In bringing forward proposals to increase the figure for October, the Employment & Social Security Committee wants to equalise the young person’s minimum pay rate and the adult rate.
Currently adults working in Guernsey have to be paid a minimum of £12.60 an hour, while workers aged 16 or 17, excluding those on apprenticeships, must be paid a minimum of £11.35.
Under the ESS proposal, which is currently out for consultation, the two rates would be harmonised at a new rate of £13.10 from October.
That would still leave the adult rate below Jersey’s minimum wage of £13.59 but it would be higher than those in either the Isle of Man or the UK, where the rates are £12.86 and £12.71 respectively.
While this would represent a big increase for young workers, the minimum wage for adults would only rise by 4%, which is the level of core inflation in Guernsey.
ESS president Tina Bury said this would protect the real value of the minimum wage, but admitted that her committee could not be sure if it complied with the States’ policy of the rate equating to 60% of median earnings, based on a 40-hour week, as no statistics are currently available for median earnings in the island.

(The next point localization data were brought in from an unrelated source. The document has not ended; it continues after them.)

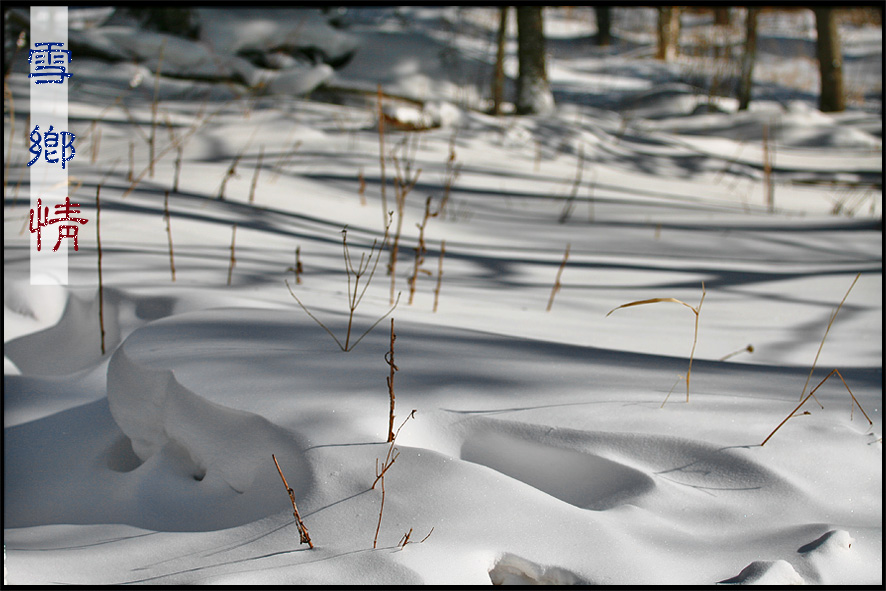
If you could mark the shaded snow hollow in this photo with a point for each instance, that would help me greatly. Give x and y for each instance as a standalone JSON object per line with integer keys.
{"x": 540, "y": 451}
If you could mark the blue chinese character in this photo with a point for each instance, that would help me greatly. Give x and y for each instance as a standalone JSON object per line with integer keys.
{"x": 49, "y": 62}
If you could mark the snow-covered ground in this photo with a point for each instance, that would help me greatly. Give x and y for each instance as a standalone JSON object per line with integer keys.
{"x": 540, "y": 449}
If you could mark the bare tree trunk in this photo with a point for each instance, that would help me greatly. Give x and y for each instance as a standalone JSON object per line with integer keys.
{"x": 604, "y": 24}
{"x": 830, "y": 61}
{"x": 498, "y": 78}
{"x": 533, "y": 91}
{"x": 668, "y": 32}
{"x": 747, "y": 59}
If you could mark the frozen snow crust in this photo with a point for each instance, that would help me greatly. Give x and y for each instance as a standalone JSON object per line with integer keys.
{"x": 540, "y": 451}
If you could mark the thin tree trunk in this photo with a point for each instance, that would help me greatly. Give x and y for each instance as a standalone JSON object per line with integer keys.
{"x": 533, "y": 91}
{"x": 668, "y": 32}
{"x": 830, "y": 61}
{"x": 747, "y": 60}
{"x": 498, "y": 78}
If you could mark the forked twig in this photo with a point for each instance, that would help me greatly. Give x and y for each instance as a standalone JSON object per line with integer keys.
{"x": 695, "y": 309}
{"x": 854, "y": 399}
{"x": 827, "y": 330}
{"x": 303, "y": 535}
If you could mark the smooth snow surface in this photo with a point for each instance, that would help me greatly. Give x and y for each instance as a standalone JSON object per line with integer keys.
{"x": 540, "y": 450}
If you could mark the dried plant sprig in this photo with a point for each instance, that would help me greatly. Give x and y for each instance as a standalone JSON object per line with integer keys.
{"x": 748, "y": 349}
{"x": 390, "y": 458}
{"x": 261, "y": 153}
{"x": 695, "y": 309}
{"x": 303, "y": 536}
{"x": 570, "y": 201}
{"x": 439, "y": 274}
{"x": 355, "y": 296}
{"x": 167, "y": 217}
{"x": 233, "y": 260}
{"x": 381, "y": 158}
{"x": 389, "y": 359}
{"x": 101, "y": 289}
{"x": 297, "y": 267}
{"x": 557, "y": 284}
{"x": 421, "y": 249}
{"x": 827, "y": 330}
{"x": 810, "y": 395}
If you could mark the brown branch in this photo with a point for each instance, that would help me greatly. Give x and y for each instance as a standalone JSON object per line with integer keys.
{"x": 557, "y": 286}
{"x": 304, "y": 537}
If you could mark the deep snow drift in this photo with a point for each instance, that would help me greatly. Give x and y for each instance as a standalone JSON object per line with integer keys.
{"x": 540, "y": 450}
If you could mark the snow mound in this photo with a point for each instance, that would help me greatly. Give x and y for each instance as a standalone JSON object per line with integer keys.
{"x": 164, "y": 419}
{"x": 767, "y": 572}
{"x": 511, "y": 569}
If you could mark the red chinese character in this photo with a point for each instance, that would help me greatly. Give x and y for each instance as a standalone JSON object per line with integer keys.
{"x": 64, "y": 230}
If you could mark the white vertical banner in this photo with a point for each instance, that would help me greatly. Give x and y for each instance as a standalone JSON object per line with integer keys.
{"x": 48, "y": 81}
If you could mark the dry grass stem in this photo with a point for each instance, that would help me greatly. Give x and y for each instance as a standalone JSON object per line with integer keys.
{"x": 381, "y": 158}
{"x": 570, "y": 201}
{"x": 439, "y": 274}
{"x": 810, "y": 395}
{"x": 297, "y": 268}
{"x": 362, "y": 190}
{"x": 233, "y": 261}
{"x": 101, "y": 288}
{"x": 154, "y": 102}
{"x": 231, "y": 172}
{"x": 421, "y": 249}
{"x": 557, "y": 285}
{"x": 827, "y": 330}
{"x": 355, "y": 295}
{"x": 167, "y": 217}
{"x": 261, "y": 153}
{"x": 748, "y": 349}
{"x": 390, "y": 458}
{"x": 696, "y": 310}
{"x": 389, "y": 359}
{"x": 453, "y": 169}
{"x": 404, "y": 182}
{"x": 303, "y": 535}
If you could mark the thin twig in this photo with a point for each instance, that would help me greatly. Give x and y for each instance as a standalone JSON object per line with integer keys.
{"x": 827, "y": 330}
{"x": 101, "y": 290}
{"x": 439, "y": 274}
{"x": 303, "y": 535}
{"x": 810, "y": 395}
{"x": 233, "y": 261}
{"x": 556, "y": 286}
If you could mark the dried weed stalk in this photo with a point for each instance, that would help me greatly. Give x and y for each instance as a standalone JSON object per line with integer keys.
{"x": 557, "y": 284}
{"x": 167, "y": 217}
{"x": 404, "y": 182}
{"x": 827, "y": 330}
{"x": 810, "y": 395}
{"x": 355, "y": 294}
{"x": 696, "y": 310}
{"x": 421, "y": 249}
{"x": 389, "y": 359}
{"x": 439, "y": 274}
{"x": 303, "y": 536}
{"x": 390, "y": 458}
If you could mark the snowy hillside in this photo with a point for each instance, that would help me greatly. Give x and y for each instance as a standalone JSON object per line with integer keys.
{"x": 552, "y": 442}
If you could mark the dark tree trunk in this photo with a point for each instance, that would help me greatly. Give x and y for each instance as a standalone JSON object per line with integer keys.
{"x": 830, "y": 61}
{"x": 498, "y": 78}
{"x": 747, "y": 60}
{"x": 668, "y": 32}
{"x": 604, "y": 23}
{"x": 533, "y": 92}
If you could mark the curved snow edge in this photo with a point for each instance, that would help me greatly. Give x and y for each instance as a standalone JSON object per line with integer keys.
{"x": 153, "y": 409}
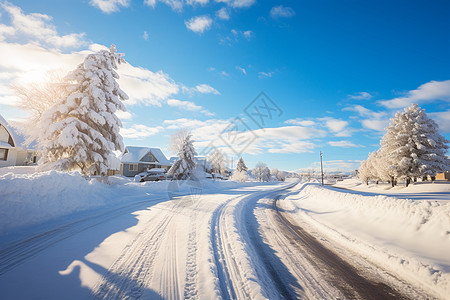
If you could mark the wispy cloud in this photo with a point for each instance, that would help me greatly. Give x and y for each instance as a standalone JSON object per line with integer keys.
{"x": 37, "y": 27}
{"x": 360, "y": 96}
{"x": 223, "y": 14}
{"x": 281, "y": 12}
{"x": 145, "y": 36}
{"x": 264, "y": 75}
{"x": 190, "y": 106}
{"x": 427, "y": 92}
{"x": 370, "y": 119}
{"x": 199, "y": 24}
{"x": 343, "y": 144}
{"x": 238, "y": 3}
{"x": 139, "y": 131}
{"x": 200, "y": 88}
{"x": 242, "y": 70}
{"x": 336, "y": 126}
{"x": 176, "y": 5}
{"x": 300, "y": 122}
{"x": 109, "y": 6}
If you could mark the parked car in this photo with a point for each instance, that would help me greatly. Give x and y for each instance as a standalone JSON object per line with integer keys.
{"x": 154, "y": 176}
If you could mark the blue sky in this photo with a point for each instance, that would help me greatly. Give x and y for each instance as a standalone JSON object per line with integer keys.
{"x": 337, "y": 70}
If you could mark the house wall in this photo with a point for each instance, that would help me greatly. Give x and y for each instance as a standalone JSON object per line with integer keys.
{"x": 125, "y": 169}
{"x": 11, "y": 159}
{"x": 443, "y": 176}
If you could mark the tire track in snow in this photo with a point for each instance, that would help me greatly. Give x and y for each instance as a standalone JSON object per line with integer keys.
{"x": 190, "y": 288}
{"x": 130, "y": 273}
{"x": 340, "y": 273}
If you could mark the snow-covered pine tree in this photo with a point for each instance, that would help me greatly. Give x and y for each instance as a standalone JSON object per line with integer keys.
{"x": 363, "y": 173}
{"x": 218, "y": 162}
{"x": 81, "y": 131}
{"x": 240, "y": 173}
{"x": 241, "y": 166}
{"x": 261, "y": 172}
{"x": 412, "y": 146}
{"x": 185, "y": 165}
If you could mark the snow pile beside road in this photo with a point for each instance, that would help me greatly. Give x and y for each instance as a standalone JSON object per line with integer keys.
{"x": 33, "y": 198}
{"x": 410, "y": 238}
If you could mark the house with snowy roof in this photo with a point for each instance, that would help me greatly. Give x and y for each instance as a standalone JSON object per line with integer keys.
{"x": 139, "y": 159}
{"x": 12, "y": 149}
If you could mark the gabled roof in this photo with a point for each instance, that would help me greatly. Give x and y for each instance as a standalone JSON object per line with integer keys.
{"x": 10, "y": 131}
{"x": 134, "y": 155}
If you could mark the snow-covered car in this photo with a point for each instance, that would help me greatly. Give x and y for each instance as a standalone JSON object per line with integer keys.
{"x": 154, "y": 176}
{"x": 217, "y": 176}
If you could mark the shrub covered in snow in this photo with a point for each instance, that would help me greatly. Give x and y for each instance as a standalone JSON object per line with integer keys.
{"x": 411, "y": 147}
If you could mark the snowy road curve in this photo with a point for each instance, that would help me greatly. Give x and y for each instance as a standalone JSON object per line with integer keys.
{"x": 227, "y": 243}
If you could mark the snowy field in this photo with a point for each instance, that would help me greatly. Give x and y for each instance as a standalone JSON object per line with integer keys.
{"x": 65, "y": 237}
{"x": 404, "y": 231}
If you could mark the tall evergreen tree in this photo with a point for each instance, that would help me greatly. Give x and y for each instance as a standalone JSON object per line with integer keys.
{"x": 412, "y": 146}
{"x": 81, "y": 131}
{"x": 185, "y": 165}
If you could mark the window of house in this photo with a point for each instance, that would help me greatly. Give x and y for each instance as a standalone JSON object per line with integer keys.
{"x": 3, "y": 154}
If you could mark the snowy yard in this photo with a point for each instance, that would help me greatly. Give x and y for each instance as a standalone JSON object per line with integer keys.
{"x": 65, "y": 237}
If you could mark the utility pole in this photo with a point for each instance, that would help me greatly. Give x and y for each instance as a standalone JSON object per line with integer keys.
{"x": 321, "y": 166}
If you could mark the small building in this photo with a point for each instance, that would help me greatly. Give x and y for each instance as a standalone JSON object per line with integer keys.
{"x": 12, "y": 149}
{"x": 140, "y": 159}
{"x": 443, "y": 176}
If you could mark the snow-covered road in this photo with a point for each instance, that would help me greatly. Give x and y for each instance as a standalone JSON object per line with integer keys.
{"x": 229, "y": 243}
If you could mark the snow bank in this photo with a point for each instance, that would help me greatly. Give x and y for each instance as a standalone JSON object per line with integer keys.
{"x": 33, "y": 198}
{"x": 28, "y": 197}
{"x": 410, "y": 238}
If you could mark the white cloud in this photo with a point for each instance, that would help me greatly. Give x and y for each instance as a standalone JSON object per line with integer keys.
{"x": 374, "y": 124}
{"x": 263, "y": 75}
{"x": 287, "y": 139}
{"x": 238, "y": 3}
{"x": 206, "y": 89}
{"x": 342, "y": 144}
{"x": 236, "y": 35}
{"x": 139, "y": 131}
{"x": 336, "y": 165}
{"x": 372, "y": 120}
{"x": 281, "y": 12}
{"x": 197, "y": 2}
{"x": 200, "y": 88}
{"x": 241, "y": 69}
{"x": 146, "y": 87}
{"x": 223, "y": 14}
{"x": 361, "y": 96}
{"x": 188, "y": 105}
{"x": 176, "y": 5}
{"x": 37, "y": 27}
{"x": 427, "y": 92}
{"x": 145, "y": 36}
{"x": 442, "y": 119}
{"x": 124, "y": 115}
{"x": 300, "y": 122}
{"x": 336, "y": 126}
{"x": 109, "y": 6}
{"x": 199, "y": 24}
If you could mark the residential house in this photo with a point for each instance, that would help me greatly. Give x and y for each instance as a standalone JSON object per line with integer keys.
{"x": 140, "y": 159}
{"x": 12, "y": 150}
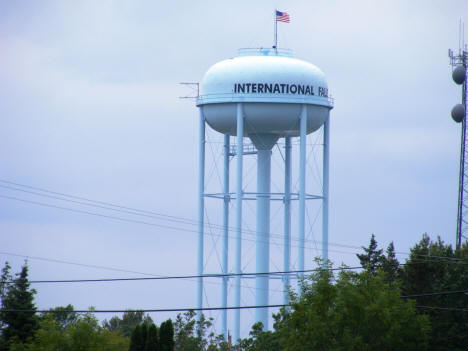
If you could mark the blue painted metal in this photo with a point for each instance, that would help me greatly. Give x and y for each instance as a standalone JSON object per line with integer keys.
{"x": 302, "y": 193}
{"x": 263, "y": 235}
{"x": 225, "y": 233}
{"x": 201, "y": 210}
{"x": 325, "y": 170}
{"x": 287, "y": 217}
{"x": 238, "y": 239}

Since the minimum wage law was first introduced in Guernsey, the state of the ‘young person’s rate’ has changed several times. Sometimes it has been set below the adult rate, while at other times the two rates have been the same.
Currently it is set according to a formula that it should equate to 90% of the adult rate, but Deputy Bury said her committee did not support the premise that it was acceptable to pay those aged 16 or 17 less than adults for doing the same or equivalent work.
However, she stressed that no final decisions on ESS’s recommendations to the States would be made until the committee had received feedback from those representing both employers and employees.